Previously, Chrome downloaded once or twice per hour a list of known sites harboring malware, unwanted software and phishing scams. Now, Chrome will transition to a new system which will be sending the URLs you are visiting to its servers and crosscheck against a list getting updated fast there. The good news about this is that it will no longer take an hour to get an updated list because, according to Google, the average malicious site does not exist for more than 10 minutes.
The company claims the new server-side system can identify 25% more phishing attacks than the use of local lists. Local lists are also getting larger in size, further straining low-end machines and low-bandwidth connections.
Google is beginning to roll out the new system.

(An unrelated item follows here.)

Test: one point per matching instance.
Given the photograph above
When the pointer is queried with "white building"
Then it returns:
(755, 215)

The system is available on desktop and iOS devices now, and on Android devices this month.
Sharing URLs privately
Now, if all this sounds somewhat familiar, then that's probably because you already know the Safe Browsing Enhanced Mode. This mode also checks the URL you are trying to visit against a real-time list online, but it also depends on AI to automatically block attacks that aren't on any list, performs deeper file scans, and includes protection from malicious Chrome extensions. The Enhanced Mode was always opt-in, though-and will remain so (even as Google started nudging people into turning it on last year). The standard protection mode does not use these AI features.

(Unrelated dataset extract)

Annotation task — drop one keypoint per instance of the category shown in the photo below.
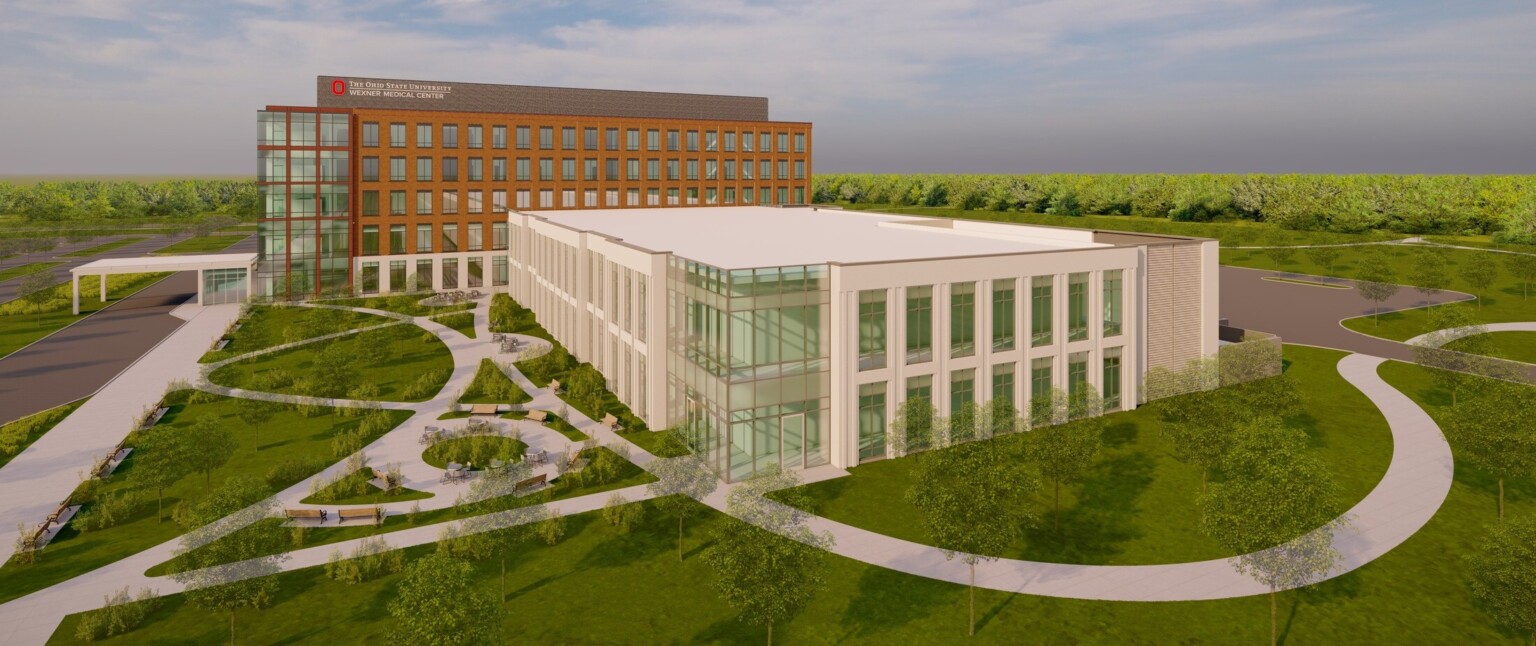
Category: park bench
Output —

Google goes to great lengths explaining how this system can work in real time without sharing your browsing data with the company. Here is how Google describes this process:
When a site is visited, Chrome first tries to cache an indication of whether the address (URL) of the site is known to be safe. See the "Staying speedy and reliable" section for more details about what's happening.
If the visited URL isn't cached, then it may not be known to be safe, so a live check is needed.
Chrome uses an obfuscation of the URL by following the guidance on URL hashing which converts the URL to 32-byte full hashes.
Chrome truncates the full hashes into 4-byte long hash prefixes.
Chrome encrypts the hash prefixes and sends them to a privacy server.
The privacy server removes any possible user identifiers and forwards the encrypted hash prefixes to the Safe Browsing server over a TLS connection that mixes requests from many other Chrome users.
The Safe Browsing server decrypts the hash prefixes and checks them against its server-side database, returning full hashes of all unsafe URLs that match one of the hash prefixes sent by Chrome.
Upon receipt of unsafe full hashes, Chrome will check them against full hashes of the URL visited.
Upon a match, Chrome will include a warning.
Maybe the most interesting here is the privacy server. Google partnered with CDN and edge computing specialist Fastly for using Fastly's Oblivious HTTP privacy server. It sits in between Chrome and Safe Browsing and strips out any identifying information from the browser request.
Fastly designed this for a privacy service that can place itself between users and a web application and anonymize metadata while still being able to exchange data with a web application, for example. For one, Google emphasizes that these servers are operated independently by Fastly-a cynic may look at this whole scheme and say that even Google doesn't trust itself to not snoop on your browsing data….
Thanks to all of this, the IP address would never reach Google's Safe Browsing service. Simultaneously, these URLs would not even reach Fastly, because they are encrypted by the browser itself, with a public-private key Fastly has no access to.